浪速高校で指導しているときも、そういう子をよく見ました。中には高校からトレーニングをしても間に合った子もいますが、もっと小さいころからこれをやっていたら、もっと効果があって、いい選手になっていただろうな、と思ったのです。
それに感覚を磨くことで、ケガも防ぐこともできます。
最初は、小さい子どもを集めてやったのですが、立たせた子どもに柔らかいボールを投げて、それをよけさせるトレーニングなどもしていました。
毎週来る子もいますが、たまに来る子もいます。そういう子でも感覚を取り戻してくれればいいんです。3年前からこのアカデミーをやって、野球がうまくなった子もいますし、手ごたえを感じています。

私は子どもたちの動きを見ているだけです。気になるところがあればチェックしますが、感覚は一人一人の子どもがつかみ取ってくれればいいと思っています。
体験練習にくる親御さんの中には、手取り足取りフォームの指導をしてくれないのか、という人もいますが、そういう方は入会されないですね。現在通っている子どもの保護者の方は私の指導を理解しておられます。体を動かすのに必要なセンサーは、自分で磨いていくものです。私はそのお手伝いをするだけですね」

堺ビッグボーイズの施設を使っているが、他のチームの子どもや、チームに所属していない子どももやってくる。
これまでにない発想で『感覚を磨く』『センスを創る』アカデミー。新たな可能性が発見できそうだ。

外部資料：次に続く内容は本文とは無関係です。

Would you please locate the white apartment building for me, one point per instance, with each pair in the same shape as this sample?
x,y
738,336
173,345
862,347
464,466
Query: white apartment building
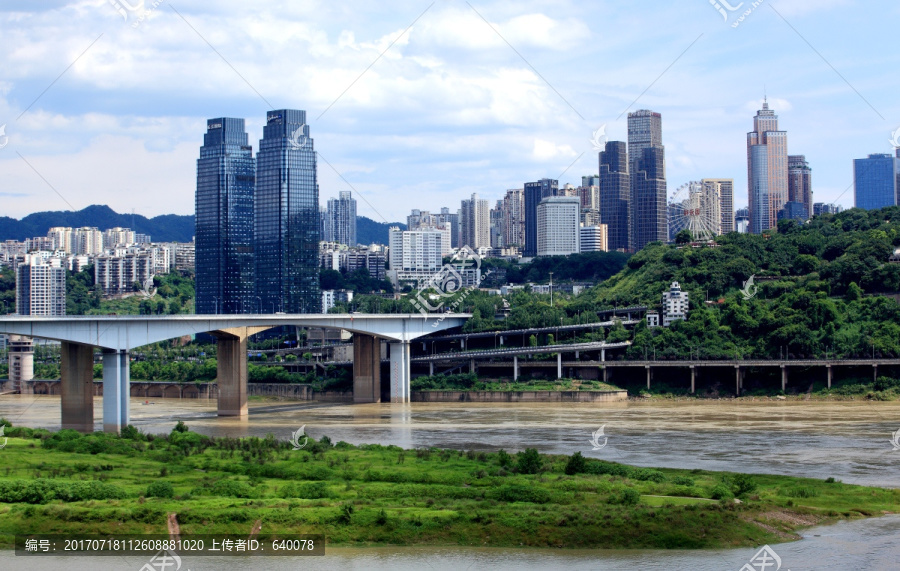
x,y
558,224
41,287
675,304
595,238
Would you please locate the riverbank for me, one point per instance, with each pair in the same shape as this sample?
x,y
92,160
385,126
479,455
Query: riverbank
x,y
384,495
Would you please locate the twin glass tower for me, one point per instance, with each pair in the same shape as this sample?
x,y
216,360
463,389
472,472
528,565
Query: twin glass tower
x,y
257,220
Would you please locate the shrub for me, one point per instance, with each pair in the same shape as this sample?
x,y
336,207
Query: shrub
x,y
160,489
576,464
231,489
801,492
529,462
742,484
131,433
521,493
628,497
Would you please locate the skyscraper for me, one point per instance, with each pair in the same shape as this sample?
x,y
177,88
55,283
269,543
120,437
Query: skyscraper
x,y
534,193
224,262
340,219
513,222
287,216
648,179
559,231
475,223
767,170
615,194
40,287
724,187
800,182
875,181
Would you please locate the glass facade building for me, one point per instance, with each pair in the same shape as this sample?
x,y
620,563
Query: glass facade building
x,y
615,194
875,181
287,223
224,220
534,193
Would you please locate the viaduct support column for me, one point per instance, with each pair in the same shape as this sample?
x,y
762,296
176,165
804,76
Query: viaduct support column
x,y
77,380
116,390
400,372
231,352
367,368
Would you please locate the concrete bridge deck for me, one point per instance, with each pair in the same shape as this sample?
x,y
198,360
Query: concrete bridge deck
x,y
117,335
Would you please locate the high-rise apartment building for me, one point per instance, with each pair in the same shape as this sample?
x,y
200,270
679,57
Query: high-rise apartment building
x,y
534,193
615,193
340,219
287,224
558,219
875,181
475,223
224,258
724,189
800,182
594,238
513,218
648,179
415,250
767,170
40,287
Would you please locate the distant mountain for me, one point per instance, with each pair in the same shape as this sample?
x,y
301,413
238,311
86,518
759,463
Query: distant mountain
x,y
165,228
370,232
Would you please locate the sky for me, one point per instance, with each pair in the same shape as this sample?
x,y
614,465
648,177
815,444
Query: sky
x,y
419,104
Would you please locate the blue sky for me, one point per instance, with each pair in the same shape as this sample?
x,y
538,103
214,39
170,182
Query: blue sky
x,y
475,96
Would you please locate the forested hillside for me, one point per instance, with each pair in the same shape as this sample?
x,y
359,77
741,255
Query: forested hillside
x,y
819,290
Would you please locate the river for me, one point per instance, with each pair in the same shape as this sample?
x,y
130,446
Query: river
x,y
849,440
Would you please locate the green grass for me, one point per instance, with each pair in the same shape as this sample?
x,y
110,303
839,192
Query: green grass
x,y
380,495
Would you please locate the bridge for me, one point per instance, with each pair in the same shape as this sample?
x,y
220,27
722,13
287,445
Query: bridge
x,y
117,335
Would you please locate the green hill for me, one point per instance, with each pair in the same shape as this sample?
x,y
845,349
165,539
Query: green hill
x,y
820,289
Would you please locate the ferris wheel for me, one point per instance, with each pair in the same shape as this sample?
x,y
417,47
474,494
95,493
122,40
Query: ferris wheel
x,y
695,207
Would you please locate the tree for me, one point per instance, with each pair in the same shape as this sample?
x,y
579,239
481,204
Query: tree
x,y
684,237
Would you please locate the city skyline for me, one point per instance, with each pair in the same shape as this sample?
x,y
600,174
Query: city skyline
x,y
119,126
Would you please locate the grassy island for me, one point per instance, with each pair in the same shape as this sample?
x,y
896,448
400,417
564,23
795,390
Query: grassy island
x,y
66,482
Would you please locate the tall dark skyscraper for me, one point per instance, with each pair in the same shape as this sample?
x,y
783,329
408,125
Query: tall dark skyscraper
x,y
615,194
649,221
535,192
224,220
287,216
800,182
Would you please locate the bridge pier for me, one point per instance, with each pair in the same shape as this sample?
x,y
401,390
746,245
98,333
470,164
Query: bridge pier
x,y
367,368
231,372
77,380
400,372
116,390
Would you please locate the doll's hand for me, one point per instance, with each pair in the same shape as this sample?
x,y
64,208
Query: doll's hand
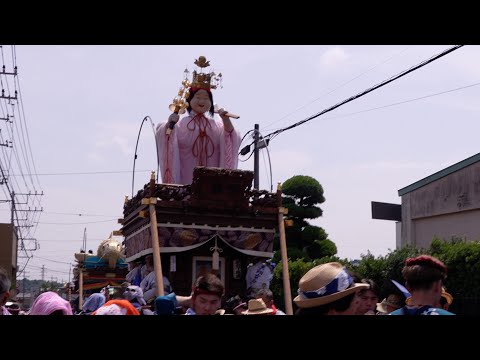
x,y
173,118
223,113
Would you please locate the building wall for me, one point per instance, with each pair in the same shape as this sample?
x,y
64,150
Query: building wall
x,y
447,207
461,224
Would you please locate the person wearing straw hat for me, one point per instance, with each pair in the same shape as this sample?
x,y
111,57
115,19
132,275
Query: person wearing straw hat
x,y
424,276
327,289
257,307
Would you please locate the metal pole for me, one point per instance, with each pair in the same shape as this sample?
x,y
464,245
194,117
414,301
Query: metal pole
x,y
283,249
256,167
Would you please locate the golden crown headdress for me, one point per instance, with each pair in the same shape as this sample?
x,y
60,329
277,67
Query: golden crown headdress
x,y
203,80
200,80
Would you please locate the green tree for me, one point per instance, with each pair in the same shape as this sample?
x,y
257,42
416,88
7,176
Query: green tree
x,y
301,194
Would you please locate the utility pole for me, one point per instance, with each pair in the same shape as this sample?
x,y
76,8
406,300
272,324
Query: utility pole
x,y
24,288
256,167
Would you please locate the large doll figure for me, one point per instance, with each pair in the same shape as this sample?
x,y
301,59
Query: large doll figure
x,y
197,139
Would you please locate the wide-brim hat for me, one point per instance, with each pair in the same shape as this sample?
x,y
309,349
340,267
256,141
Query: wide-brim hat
x,y
382,306
328,282
257,307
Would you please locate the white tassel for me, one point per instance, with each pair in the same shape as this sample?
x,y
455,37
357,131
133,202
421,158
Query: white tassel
x,y
215,260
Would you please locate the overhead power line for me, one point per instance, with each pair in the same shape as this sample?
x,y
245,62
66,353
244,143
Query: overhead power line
x,y
383,83
81,173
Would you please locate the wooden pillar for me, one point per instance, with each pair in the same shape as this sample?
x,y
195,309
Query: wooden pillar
x,y
283,250
157,262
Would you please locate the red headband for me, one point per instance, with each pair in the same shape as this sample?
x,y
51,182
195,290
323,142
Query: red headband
x,y
195,89
198,291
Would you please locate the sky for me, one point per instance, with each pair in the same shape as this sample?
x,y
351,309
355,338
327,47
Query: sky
x,y
82,107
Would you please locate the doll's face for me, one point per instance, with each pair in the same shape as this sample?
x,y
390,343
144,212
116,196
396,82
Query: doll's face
x,y
200,102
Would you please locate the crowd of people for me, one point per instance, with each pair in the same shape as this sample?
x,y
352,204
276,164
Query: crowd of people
x,y
326,289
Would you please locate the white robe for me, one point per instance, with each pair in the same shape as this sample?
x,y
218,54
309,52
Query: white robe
x,y
185,148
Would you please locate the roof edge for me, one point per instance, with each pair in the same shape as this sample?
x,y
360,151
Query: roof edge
x,y
439,174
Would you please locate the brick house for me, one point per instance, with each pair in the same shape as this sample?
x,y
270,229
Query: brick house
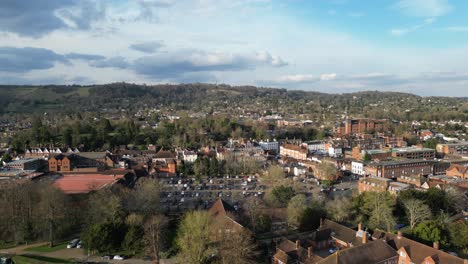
x,y
373,184
293,151
395,169
458,170
410,251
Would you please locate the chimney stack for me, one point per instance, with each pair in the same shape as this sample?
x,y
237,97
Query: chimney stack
x,y
364,237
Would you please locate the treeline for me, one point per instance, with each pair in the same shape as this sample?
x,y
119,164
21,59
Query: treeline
x,y
119,219
199,97
94,135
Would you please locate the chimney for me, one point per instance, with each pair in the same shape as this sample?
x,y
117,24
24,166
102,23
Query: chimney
x,y
364,238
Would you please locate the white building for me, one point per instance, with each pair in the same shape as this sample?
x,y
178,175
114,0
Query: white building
x,y
316,146
357,168
335,152
269,145
189,156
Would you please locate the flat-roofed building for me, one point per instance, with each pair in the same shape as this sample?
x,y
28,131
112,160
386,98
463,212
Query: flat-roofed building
x,y
452,149
24,164
395,169
414,153
373,184
293,151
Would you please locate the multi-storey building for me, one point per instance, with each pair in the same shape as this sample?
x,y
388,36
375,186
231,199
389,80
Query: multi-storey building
x,y
269,145
362,125
24,164
373,184
453,149
357,168
395,169
414,153
293,151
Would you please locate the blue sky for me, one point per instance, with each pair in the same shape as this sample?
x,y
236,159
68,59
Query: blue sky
x,y
336,46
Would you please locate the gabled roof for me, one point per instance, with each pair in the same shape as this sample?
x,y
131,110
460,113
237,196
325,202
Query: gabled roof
x,y
415,250
165,154
220,208
340,232
458,168
371,252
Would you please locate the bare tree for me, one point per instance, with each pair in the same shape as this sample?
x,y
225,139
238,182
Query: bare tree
x,y
416,211
154,235
339,209
296,208
236,246
194,237
251,209
53,205
327,171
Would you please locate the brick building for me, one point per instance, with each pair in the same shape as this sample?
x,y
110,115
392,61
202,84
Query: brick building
x,y
395,169
362,125
293,151
24,164
373,184
458,170
414,153
453,149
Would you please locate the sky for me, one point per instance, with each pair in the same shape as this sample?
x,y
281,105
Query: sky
x,y
334,46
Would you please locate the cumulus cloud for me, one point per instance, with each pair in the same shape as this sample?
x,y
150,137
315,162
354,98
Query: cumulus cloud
x,y
36,18
302,78
82,56
424,8
147,47
405,30
188,61
26,59
113,62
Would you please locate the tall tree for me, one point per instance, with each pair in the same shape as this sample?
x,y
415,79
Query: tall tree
x,y
193,237
53,204
154,230
416,212
296,208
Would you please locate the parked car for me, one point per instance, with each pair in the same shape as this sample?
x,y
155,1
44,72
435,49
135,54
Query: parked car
x,y
73,243
119,257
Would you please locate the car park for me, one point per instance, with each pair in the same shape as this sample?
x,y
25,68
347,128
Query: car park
x,y
73,243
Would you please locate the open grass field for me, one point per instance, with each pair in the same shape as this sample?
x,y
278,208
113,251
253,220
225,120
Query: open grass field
x,y
33,259
46,248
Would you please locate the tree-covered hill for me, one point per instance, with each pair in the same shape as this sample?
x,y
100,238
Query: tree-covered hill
x,y
198,97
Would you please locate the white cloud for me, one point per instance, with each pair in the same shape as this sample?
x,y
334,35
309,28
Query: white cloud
x,y
328,76
405,30
424,8
356,14
457,29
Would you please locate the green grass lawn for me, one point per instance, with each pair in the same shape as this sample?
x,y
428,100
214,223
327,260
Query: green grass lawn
x,y
46,248
31,259
6,245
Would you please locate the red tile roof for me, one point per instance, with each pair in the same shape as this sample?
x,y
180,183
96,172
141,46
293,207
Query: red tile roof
x,y
85,183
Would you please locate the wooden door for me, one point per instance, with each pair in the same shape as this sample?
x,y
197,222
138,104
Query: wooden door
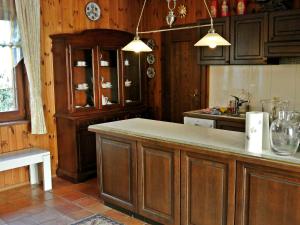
x,y
218,55
184,84
248,36
207,190
86,145
158,183
267,196
117,171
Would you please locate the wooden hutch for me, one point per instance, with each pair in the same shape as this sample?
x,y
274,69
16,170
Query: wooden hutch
x,y
95,82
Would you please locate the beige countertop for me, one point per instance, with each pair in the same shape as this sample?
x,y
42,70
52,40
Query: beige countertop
x,y
212,139
224,117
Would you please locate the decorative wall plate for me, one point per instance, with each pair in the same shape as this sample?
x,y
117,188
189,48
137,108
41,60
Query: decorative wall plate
x,y
150,72
151,43
150,59
93,11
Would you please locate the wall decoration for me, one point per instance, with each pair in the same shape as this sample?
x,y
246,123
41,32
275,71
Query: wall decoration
x,y
182,11
150,72
151,43
150,59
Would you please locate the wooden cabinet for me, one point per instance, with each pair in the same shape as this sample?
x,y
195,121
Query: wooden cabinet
x,y
284,34
248,36
117,171
219,55
207,190
171,183
267,195
284,26
159,183
94,82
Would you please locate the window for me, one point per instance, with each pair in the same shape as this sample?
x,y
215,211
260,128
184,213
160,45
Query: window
x,y
11,68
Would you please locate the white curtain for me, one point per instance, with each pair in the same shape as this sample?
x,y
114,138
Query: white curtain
x,y
28,15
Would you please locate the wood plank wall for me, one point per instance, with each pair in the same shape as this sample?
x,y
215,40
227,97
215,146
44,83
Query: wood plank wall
x,y
154,18
60,16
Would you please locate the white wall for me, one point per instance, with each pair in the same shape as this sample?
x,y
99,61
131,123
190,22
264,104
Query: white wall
x,y
261,81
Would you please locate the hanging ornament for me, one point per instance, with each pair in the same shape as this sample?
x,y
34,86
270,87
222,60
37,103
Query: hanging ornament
x,y
182,12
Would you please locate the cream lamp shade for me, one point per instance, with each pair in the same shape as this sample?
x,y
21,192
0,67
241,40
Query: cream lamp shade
x,y
212,40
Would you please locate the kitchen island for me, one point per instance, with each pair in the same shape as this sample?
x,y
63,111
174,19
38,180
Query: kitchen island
x,y
181,174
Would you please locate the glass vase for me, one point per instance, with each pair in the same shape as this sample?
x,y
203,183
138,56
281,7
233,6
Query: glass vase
x,y
284,134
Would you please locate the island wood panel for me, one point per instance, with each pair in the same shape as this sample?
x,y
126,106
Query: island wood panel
x,y
207,190
118,172
61,16
267,195
159,183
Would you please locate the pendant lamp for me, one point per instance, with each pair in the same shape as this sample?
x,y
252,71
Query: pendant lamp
x,y
211,39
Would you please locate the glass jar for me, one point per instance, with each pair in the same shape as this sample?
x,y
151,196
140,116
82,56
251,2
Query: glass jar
x,y
273,106
284,134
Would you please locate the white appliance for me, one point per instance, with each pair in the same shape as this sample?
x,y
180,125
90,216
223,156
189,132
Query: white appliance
x,y
199,122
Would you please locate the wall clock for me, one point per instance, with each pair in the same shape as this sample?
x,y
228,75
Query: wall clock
x,y
93,11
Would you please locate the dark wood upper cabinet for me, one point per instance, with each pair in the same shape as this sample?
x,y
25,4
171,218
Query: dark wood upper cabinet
x,y
207,190
284,34
218,55
159,183
248,35
117,172
267,195
284,25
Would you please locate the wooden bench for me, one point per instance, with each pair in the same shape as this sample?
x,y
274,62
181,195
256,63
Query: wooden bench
x,y
29,157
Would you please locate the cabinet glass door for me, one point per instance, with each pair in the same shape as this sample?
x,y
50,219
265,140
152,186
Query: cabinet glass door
x,y
132,78
109,77
82,78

KOBAYASHI・BBA(小林敬一良ベースボールアカデミー)は、毎週日曜と月曜の午後6時から90分程度。
堺ビッグボーイズ(〒586-0085 大阪府河内長野市日野1376−5)の室内練習場で行われる。
謝礼は、1回小学生低学年2000円、高学年3000円、中学生4000円(いずれも税別)だ。